La genèse du projet, c’est vraiment la découverte de ce script de l’interrogatoire du FBI [le film respecte scrupuleusement la retranscription écrite de cet échange, enregistré par le FBI lors de la perquisition du domicile de Reality Winner, une américaine de 25 ans jugée en 2018 au titre de l’Espionnage Act pour avoir fait fuiter des documents confidentiels de la NSA décrivant la tentative russe d'interférer dans l'élection présidentielle de Donald Trump en 2016, ndlr]. Ce document m’a fait l’effet d’une secousse. Dès la première page, il y avait quelque chose de fictionnel, de théâtral. Il y était mentionné les noms des « participants », comme s’il s’agissait des personnages d’une pièce : Reality, les deux agents du FBI, et un mystérieux « inconnu » qui m’a interpellé… J’ai tout de suite eu le sentiment de m’introduire dans un thriller, avec cet instinct qu’il fallait le transformer en matériau filmé. Mais comme je n’avais jamais réalisé de film, je l’ai d’abord monté en pièce à Off-Broadway [Is This a Room a été un énorme succès en 2020, ndlr].

Il paraît que vous n’avez jamais écouté l’enregistrement original, mais seulement lu la retranscription.  

C’est vrai. Ce matériau était tellement incroyable, les mots se suffisaient à eux-mêmes. A la lecture, j’ai trouvé ça si captivant que j’ai préféré laisser le champ libre à mon imagination. Cette jeune femme plongée au cœur d’un scandale géopolitique me paraissait si forte, si réelle, que je me suis lancé le défi d’incarner son histoire en respectant sa subjectivité, son caractère improbable, paradoxalement irréel. Le personnage de Reality est au cœur du récit, et en même temps, elle ne comprend pas ce qui se passe : elle est vulnérable, surprise. Que se passe-t-il quand des inconnus investissent votre maison, pénètrent dans cet espace d’intimité très précis ? A quel point c’est bizarre de voir quelqu’un entrer dans votre cuisine, votre salle de bain ?

Il fallait scruter tous les détails de cette étrangeté. C’était aussi une façon de dessiner une biographie implicite de Reality Winner, de faire entrer dans le cadre des éléments de sa vie impossibles à convoquer directement par la narration. La saisir une fin d’après-midi, en train de descendre de sa voiture, montrer son quotidien soudain suspendu, comme pour faire sentir son monde à elle, s’en sentir proche... Comme le script ne nous donne à comprendre que ses mots, la caméra devait faire comprendre l’implicite entre ses mots.
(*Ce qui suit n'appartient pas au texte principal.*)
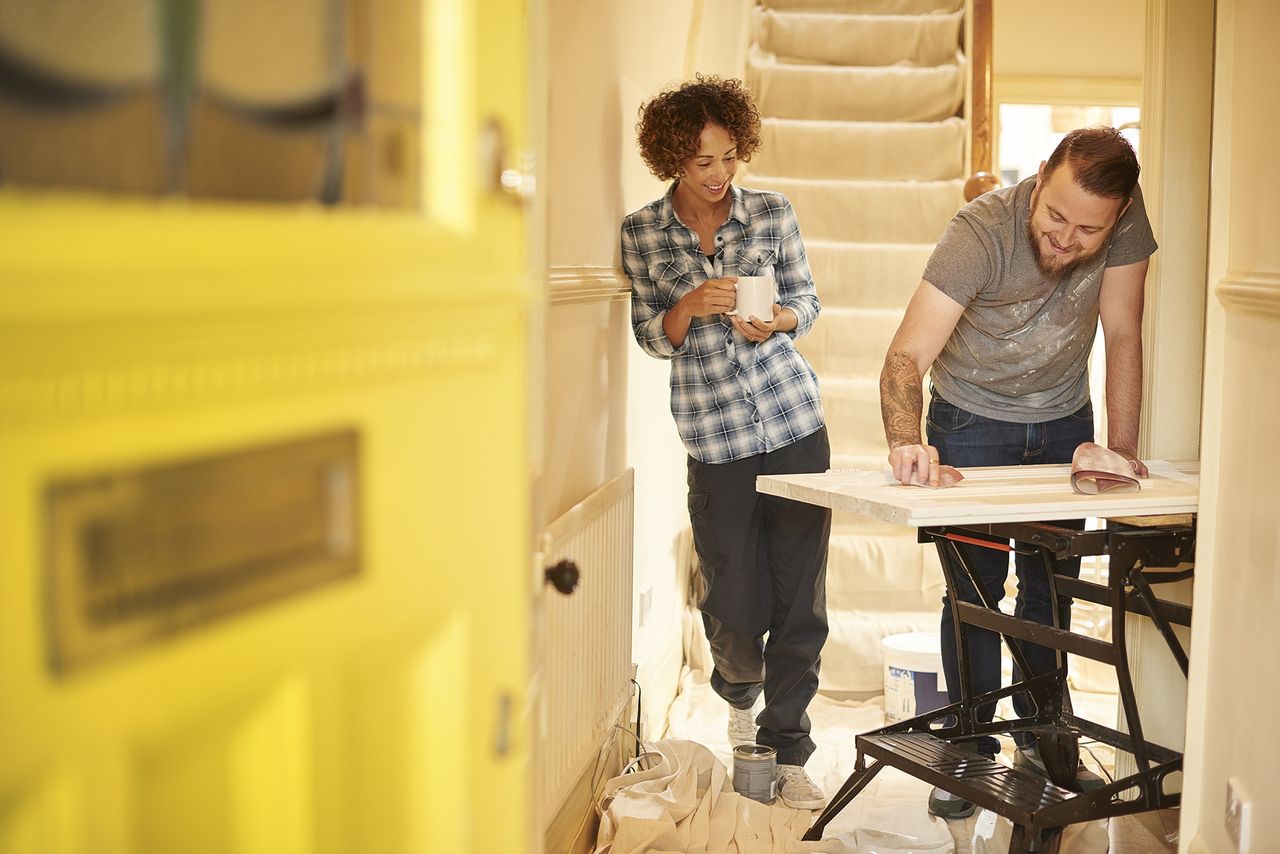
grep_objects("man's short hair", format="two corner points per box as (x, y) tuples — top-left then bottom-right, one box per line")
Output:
(1044, 127), (1140, 199)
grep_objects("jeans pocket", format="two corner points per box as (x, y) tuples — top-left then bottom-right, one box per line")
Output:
(687, 490), (710, 517)
(926, 396), (977, 434)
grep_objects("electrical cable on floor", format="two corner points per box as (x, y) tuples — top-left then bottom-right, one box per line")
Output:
(1078, 741), (1115, 783)
(630, 677), (643, 760)
(565, 725), (624, 853)
(566, 723), (656, 852)
(565, 678), (652, 854)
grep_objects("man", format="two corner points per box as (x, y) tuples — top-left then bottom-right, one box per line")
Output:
(878, 127), (1157, 819)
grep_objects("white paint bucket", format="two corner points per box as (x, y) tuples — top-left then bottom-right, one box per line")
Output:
(882, 632), (949, 724)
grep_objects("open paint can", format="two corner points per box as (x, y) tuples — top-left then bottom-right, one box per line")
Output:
(732, 744), (777, 804)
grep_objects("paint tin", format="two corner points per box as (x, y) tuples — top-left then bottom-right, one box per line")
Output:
(732, 744), (777, 804)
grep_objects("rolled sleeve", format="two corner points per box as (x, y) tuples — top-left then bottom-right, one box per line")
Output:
(622, 220), (686, 359)
(773, 198), (820, 339)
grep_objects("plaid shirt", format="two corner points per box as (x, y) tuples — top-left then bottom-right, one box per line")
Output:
(622, 183), (825, 464)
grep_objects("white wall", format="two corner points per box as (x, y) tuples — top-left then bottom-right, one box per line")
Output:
(542, 0), (753, 738)
(1180, 0), (1280, 850)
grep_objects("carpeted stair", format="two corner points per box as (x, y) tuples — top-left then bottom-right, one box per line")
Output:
(746, 0), (969, 695)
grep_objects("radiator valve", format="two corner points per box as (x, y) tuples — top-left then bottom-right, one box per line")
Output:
(544, 559), (580, 595)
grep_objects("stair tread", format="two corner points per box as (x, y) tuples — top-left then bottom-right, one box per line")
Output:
(755, 53), (963, 72)
(814, 305), (904, 320)
(764, 116), (964, 129)
(807, 239), (938, 250)
(761, 8), (963, 22)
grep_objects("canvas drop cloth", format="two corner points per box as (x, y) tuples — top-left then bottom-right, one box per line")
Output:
(593, 740), (843, 854)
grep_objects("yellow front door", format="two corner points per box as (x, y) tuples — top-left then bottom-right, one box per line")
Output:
(0, 1), (531, 852)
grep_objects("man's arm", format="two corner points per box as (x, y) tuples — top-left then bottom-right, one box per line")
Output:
(880, 280), (967, 486)
(1098, 258), (1150, 477)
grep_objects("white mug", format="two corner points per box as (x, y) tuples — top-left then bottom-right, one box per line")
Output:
(730, 276), (776, 321)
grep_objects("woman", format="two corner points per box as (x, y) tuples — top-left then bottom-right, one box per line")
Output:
(621, 75), (831, 810)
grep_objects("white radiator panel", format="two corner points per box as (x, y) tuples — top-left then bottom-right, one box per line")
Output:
(534, 467), (635, 834)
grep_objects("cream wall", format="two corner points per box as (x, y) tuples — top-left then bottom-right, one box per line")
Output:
(1181, 0), (1280, 850)
(993, 0), (1146, 81)
(542, 0), (753, 737)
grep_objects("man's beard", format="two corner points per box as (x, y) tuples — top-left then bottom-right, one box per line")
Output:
(1026, 195), (1107, 278)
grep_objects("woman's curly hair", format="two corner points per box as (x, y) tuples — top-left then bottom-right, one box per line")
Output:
(635, 75), (762, 181)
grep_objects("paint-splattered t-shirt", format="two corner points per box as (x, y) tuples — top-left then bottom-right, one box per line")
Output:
(922, 176), (1157, 424)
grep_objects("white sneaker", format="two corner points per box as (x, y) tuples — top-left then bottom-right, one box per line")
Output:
(727, 701), (758, 747)
(777, 764), (827, 811)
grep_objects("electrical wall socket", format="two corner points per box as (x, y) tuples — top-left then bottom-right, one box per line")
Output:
(637, 587), (653, 627)
(1226, 776), (1253, 854)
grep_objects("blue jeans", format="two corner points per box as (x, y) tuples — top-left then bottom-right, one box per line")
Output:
(927, 393), (1094, 754)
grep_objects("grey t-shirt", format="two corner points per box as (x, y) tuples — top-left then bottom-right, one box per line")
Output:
(923, 176), (1158, 423)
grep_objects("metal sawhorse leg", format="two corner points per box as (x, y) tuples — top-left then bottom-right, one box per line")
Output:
(804, 518), (1195, 853)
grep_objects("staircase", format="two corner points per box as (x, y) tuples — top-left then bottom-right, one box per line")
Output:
(746, 0), (969, 694)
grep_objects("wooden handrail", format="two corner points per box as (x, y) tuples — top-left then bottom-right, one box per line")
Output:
(965, 0), (999, 201)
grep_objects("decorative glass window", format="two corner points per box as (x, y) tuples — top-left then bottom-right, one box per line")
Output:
(0, 0), (421, 207)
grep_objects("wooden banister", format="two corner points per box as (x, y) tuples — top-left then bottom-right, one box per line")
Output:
(965, 0), (999, 201)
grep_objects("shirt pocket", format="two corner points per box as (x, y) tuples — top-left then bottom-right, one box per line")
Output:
(650, 256), (700, 303)
(734, 241), (778, 279)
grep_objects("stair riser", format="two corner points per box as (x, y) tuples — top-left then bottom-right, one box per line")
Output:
(806, 243), (934, 310)
(751, 119), (965, 182)
(819, 608), (945, 694)
(821, 384), (886, 450)
(749, 60), (964, 123)
(827, 532), (938, 598)
(831, 451), (891, 472)
(751, 178), (964, 244)
(755, 8), (963, 68)
(799, 315), (897, 378)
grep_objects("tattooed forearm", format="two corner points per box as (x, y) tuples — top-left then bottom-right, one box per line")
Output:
(880, 350), (924, 448)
Par exemple, la transcription écrite offrait une superbe opportunité d’imaginer, de scénographier l’intérieur de sa maison, avec tous ces détails incroyables de sa vie présents dans sa maison ce jour-là – son chien, son chat, ses journaux intimes, ses armes, ses photos…

Comment avez-vous travaillé la durée du film, pour qu’il semble correspondre au temps réel de l’interrogatoire ? 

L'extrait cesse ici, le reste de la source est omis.